Six hundred twenty-five community-dwelling men participating in the Department of Veterans Affairs Dental Longitudinal Study.

Measurements

Dental and physical examinations were conducted every 3 to 5 years. Diet was assessed using food frequency questionnaires (FFQs). Mean follow-up was 15 years (range: 2–24 years). Periodontal disease progression on each tooth was defined as alveolar bone loss (ABL) advancement of 40% or more, probing pocket depth (PPD) of 2 mm or more, or tooth loss. Good and excellent fiber sources provided 2.5 g or more of fiber per serving.
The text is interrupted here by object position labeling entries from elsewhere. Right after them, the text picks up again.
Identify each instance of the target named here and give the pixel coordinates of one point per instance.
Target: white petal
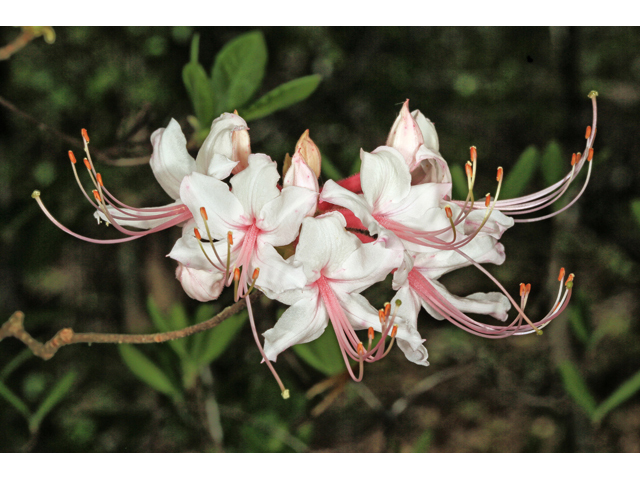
(223, 209)
(334, 193)
(492, 303)
(256, 185)
(370, 263)
(170, 161)
(428, 130)
(123, 219)
(280, 219)
(199, 284)
(302, 322)
(405, 135)
(219, 140)
(300, 175)
(276, 274)
(385, 178)
(324, 241)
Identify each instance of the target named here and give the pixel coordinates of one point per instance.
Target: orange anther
(394, 331)
(468, 169)
(574, 159)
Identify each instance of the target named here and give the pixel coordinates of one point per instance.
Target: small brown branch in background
(122, 162)
(18, 44)
(14, 327)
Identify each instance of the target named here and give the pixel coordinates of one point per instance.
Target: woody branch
(14, 327)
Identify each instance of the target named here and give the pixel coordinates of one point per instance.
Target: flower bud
(310, 152)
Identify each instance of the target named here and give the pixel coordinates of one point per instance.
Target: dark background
(501, 89)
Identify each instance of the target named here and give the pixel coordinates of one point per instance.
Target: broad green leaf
(176, 321)
(575, 386)
(622, 394)
(283, 96)
(553, 168)
(238, 70)
(219, 338)
(57, 393)
(635, 209)
(13, 399)
(323, 354)
(147, 371)
(517, 179)
(199, 89)
(459, 180)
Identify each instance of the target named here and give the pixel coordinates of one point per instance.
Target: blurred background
(515, 93)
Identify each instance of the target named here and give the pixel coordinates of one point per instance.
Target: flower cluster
(316, 249)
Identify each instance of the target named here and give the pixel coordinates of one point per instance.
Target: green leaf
(57, 393)
(238, 70)
(459, 179)
(219, 338)
(622, 394)
(13, 399)
(147, 371)
(552, 164)
(576, 387)
(283, 96)
(518, 178)
(323, 354)
(198, 87)
(635, 209)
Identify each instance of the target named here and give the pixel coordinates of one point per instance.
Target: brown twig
(14, 327)
(123, 162)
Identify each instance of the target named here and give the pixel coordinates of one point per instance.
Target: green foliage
(56, 394)
(238, 70)
(236, 75)
(283, 96)
(193, 352)
(635, 209)
(147, 371)
(323, 354)
(517, 179)
(576, 387)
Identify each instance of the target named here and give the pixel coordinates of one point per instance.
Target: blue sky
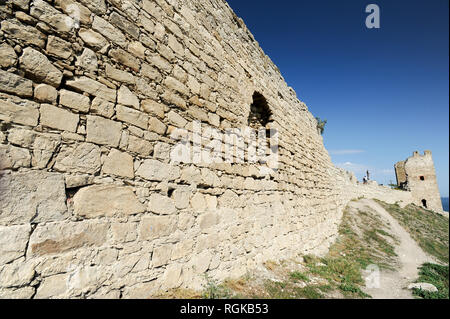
(384, 92)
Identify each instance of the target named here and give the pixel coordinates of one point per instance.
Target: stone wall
(91, 204)
(418, 175)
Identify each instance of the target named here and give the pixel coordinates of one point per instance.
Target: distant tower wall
(421, 180)
(400, 173)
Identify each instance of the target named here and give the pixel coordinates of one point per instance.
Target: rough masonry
(418, 175)
(90, 203)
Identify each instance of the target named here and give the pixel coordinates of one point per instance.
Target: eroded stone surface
(42, 197)
(106, 200)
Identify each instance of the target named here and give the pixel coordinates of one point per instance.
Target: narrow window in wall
(260, 114)
(424, 203)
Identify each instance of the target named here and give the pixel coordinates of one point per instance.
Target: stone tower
(417, 174)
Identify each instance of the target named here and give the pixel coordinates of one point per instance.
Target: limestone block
(59, 47)
(141, 290)
(125, 58)
(208, 220)
(153, 107)
(68, 7)
(123, 232)
(8, 56)
(96, 6)
(229, 199)
(124, 25)
(201, 262)
(173, 98)
(60, 237)
(42, 144)
(109, 31)
(161, 255)
(87, 60)
(92, 87)
(127, 98)
(172, 277)
(106, 200)
(157, 126)
(39, 67)
(176, 119)
(42, 197)
(161, 205)
(139, 145)
(93, 39)
(198, 202)
(45, 12)
(150, 72)
(152, 227)
(119, 75)
(58, 118)
(159, 62)
(45, 93)
(17, 274)
(53, 287)
(26, 33)
(102, 107)
(14, 157)
(22, 4)
(131, 116)
(13, 242)
(119, 163)
(14, 84)
(182, 249)
(74, 100)
(174, 84)
(17, 293)
(181, 196)
(154, 170)
(78, 158)
(103, 131)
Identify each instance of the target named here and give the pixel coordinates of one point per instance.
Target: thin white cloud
(345, 152)
(362, 169)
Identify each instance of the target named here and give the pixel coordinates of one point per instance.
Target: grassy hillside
(364, 239)
(429, 229)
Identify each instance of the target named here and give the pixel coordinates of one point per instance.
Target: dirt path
(393, 283)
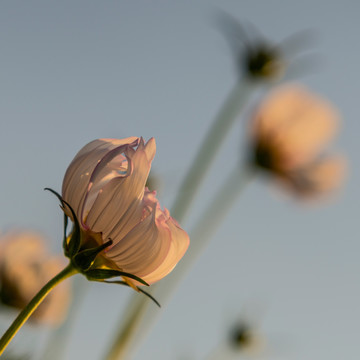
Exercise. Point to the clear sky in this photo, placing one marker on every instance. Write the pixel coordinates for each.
(73, 71)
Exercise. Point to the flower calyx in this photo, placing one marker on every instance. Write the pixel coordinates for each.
(88, 260)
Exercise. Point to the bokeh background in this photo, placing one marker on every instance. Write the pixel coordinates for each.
(72, 71)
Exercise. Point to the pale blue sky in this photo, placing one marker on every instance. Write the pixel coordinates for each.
(72, 71)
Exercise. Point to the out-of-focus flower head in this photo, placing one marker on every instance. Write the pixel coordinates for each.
(25, 267)
(288, 132)
(257, 57)
(123, 231)
(245, 338)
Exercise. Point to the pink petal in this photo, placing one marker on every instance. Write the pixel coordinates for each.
(77, 177)
(114, 200)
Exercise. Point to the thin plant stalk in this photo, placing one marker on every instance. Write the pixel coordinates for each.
(139, 320)
(59, 338)
(210, 146)
(191, 183)
(33, 304)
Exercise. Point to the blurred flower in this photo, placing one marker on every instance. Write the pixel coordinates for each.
(25, 267)
(105, 187)
(244, 337)
(289, 129)
(257, 58)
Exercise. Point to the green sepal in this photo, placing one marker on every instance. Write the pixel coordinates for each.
(102, 274)
(65, 245)
(119, 282)
(75, 237)
(72, 247)
(85, 258)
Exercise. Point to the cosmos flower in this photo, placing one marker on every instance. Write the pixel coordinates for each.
(25, 266)
(105, 187)
(288, 133)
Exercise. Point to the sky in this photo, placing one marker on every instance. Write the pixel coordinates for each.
(74, 71)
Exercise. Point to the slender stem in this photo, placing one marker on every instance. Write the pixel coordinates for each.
(139, 320)
(200, 166)
(33, 304)
(209, 147)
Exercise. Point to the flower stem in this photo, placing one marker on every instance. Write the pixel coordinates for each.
(139, 317)
(33, 304)
(192, 181)
(209, 147)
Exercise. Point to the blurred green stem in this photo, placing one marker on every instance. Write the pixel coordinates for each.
(139, 320)
(136, 311)
(33, 304)
(209, 147)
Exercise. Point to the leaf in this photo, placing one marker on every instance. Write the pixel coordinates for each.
(84, 259)
(73, 246)
(101, 274)
(139, 289)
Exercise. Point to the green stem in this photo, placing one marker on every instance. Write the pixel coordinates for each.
(33, 304)
(209, 147)
(199, 168)
(139, 320)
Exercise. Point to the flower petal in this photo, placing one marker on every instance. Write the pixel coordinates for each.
(121, 194)
(77, 177)
(296, 123)
(143, 249)
(179, 242)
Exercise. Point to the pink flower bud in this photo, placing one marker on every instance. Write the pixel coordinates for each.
(105, 186)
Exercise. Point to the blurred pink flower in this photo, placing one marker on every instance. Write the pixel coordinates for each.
(289, 130)
(25, 267)
(105, 186)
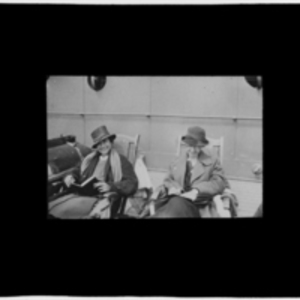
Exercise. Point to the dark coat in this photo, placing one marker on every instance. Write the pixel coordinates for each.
(128, 184)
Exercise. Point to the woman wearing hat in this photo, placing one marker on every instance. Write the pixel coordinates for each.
(115, 177)
(192, 182)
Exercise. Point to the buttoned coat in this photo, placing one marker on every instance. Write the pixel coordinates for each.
(207, 177)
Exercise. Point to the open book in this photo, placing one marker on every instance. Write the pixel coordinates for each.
(86, 188)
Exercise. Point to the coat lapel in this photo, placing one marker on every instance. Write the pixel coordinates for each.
(179, 172)
(204, 160)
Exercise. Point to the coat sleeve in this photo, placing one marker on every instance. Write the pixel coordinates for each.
(215, 185)
(129, 182)
(169, 180)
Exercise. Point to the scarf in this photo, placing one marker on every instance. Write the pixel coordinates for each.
(90, 162)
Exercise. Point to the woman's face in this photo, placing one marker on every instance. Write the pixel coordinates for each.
(104, 146)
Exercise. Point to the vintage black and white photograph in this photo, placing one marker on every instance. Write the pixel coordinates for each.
(148, 147)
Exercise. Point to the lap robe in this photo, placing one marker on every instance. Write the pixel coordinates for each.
(72, 206)
(177, 207)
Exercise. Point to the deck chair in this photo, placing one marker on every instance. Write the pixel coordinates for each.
(127, 146)
(224, 203)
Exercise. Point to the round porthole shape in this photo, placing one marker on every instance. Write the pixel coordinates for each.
(96, 82)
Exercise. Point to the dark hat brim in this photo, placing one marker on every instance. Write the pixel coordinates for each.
(110, 136)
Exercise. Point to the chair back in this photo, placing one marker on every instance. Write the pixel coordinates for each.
(127, 146)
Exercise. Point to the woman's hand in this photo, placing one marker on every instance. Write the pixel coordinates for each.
(192, 195)
(102, 187)
(174, 191)
(69, 180)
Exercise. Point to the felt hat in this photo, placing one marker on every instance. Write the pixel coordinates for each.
(195, 137)
(99, 134)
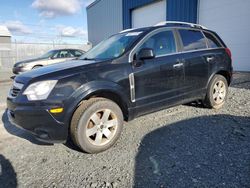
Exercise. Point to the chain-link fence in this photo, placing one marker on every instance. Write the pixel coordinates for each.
(11, 53)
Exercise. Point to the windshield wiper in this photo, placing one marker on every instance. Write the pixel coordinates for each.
(88, 58)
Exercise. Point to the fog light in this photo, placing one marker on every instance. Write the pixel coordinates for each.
(56, 110)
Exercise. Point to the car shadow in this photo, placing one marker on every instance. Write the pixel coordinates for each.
(241, 80)
(7, 173)
(13, 130)
(207, 151)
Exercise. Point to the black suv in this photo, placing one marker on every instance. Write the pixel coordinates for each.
(130, 74)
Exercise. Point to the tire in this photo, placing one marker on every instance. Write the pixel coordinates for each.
(96, 125)
(217, 92)
(37, 66)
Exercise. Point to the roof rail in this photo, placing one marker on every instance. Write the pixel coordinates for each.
(181, 23)
(127, 30)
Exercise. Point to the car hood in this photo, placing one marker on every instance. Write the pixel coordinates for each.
(29, 61)
(47, 70)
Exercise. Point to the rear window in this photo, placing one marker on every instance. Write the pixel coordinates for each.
(192, 40)
(212, 41)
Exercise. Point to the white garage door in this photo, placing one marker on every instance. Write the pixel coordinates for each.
(231, 20)
(149, 15)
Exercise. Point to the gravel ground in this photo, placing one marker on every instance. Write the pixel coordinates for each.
(184, 146)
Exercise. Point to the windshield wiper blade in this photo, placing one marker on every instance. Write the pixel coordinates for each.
(88, 58)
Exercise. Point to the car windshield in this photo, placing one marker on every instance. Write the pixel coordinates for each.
(49, 54)
(112, 47)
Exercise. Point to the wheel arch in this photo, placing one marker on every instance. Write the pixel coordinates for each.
(113, 96)
(224, 73)
(104, 89)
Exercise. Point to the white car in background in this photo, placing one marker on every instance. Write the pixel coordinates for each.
(51, 57)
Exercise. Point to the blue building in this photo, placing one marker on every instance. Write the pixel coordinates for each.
(229, 18)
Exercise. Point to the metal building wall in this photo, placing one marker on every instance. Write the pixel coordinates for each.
(128, 6)
(104, 19)
(177, 10)
(182, 10)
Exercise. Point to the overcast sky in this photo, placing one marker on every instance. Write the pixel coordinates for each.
(46, 20)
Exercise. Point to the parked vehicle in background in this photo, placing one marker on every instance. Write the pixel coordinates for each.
(132, 73)
(51, 57)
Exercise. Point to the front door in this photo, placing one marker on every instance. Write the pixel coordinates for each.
(158, 80)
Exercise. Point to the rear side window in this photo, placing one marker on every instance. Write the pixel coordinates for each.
(212, 41)
(162, 43)
(192, 40)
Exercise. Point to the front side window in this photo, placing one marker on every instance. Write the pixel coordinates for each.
(212, 41)
(162, 43)
(112, 47)
(192, 40)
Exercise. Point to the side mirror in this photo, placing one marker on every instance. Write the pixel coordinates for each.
(145, 53)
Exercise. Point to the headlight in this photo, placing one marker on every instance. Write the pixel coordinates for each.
(39, 90)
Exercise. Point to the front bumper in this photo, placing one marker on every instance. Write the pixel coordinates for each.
(38, 121)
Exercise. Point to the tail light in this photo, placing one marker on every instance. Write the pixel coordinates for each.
(229, 52)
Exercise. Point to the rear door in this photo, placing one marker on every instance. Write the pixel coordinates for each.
(159, 79)
(195, 55)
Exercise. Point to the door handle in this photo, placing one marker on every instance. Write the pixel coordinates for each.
(209, 59)
(178, 65)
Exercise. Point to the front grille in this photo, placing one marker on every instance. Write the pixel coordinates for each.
(15, 90)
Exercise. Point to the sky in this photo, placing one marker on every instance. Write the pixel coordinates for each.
(44, 21)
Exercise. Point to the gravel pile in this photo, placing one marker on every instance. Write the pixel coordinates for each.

Multivariate proportional hazards regression estimated hazard ratios (HRs) and 95% confidence intervals (CIs) of periodontal disease progression and tooth loss in relation to fiber sources, stratified according to age younger than 65 versus 65 and older, and controlled for smoking, body mass index, calculus, baseline periodontal disease level, caries, education, exercise, carotene, thiamin and caffeine intake, and tooth brushing.

Results

In men aged 65 and older, each serving of good to excellent sources of total fiber was associated with lower risk of ABL progression (HR = 0.76, 95% CI = 0.60–0.95) and tooth loss (HR = 0.72, 95% CI = 0.53–0.97). Of the different food groups, only fruits that were good to excellent sources of fiber were associated with lower risk of progression of ABL (HR = 0.86 per serving, 95% CI = 0.78–0.95), PPD (HR = 0.95, 95% CI = 0.91–0.99), and tooth loss (HR = 0.88, 95% CI = 0.78–0.99). No significant associations were seen in men younger than 65.

Conclusion

Benefits of higher intake of high-fiber foods, especially fruits, on slowing periodontal disease progression are most evident in men aged 65 and older.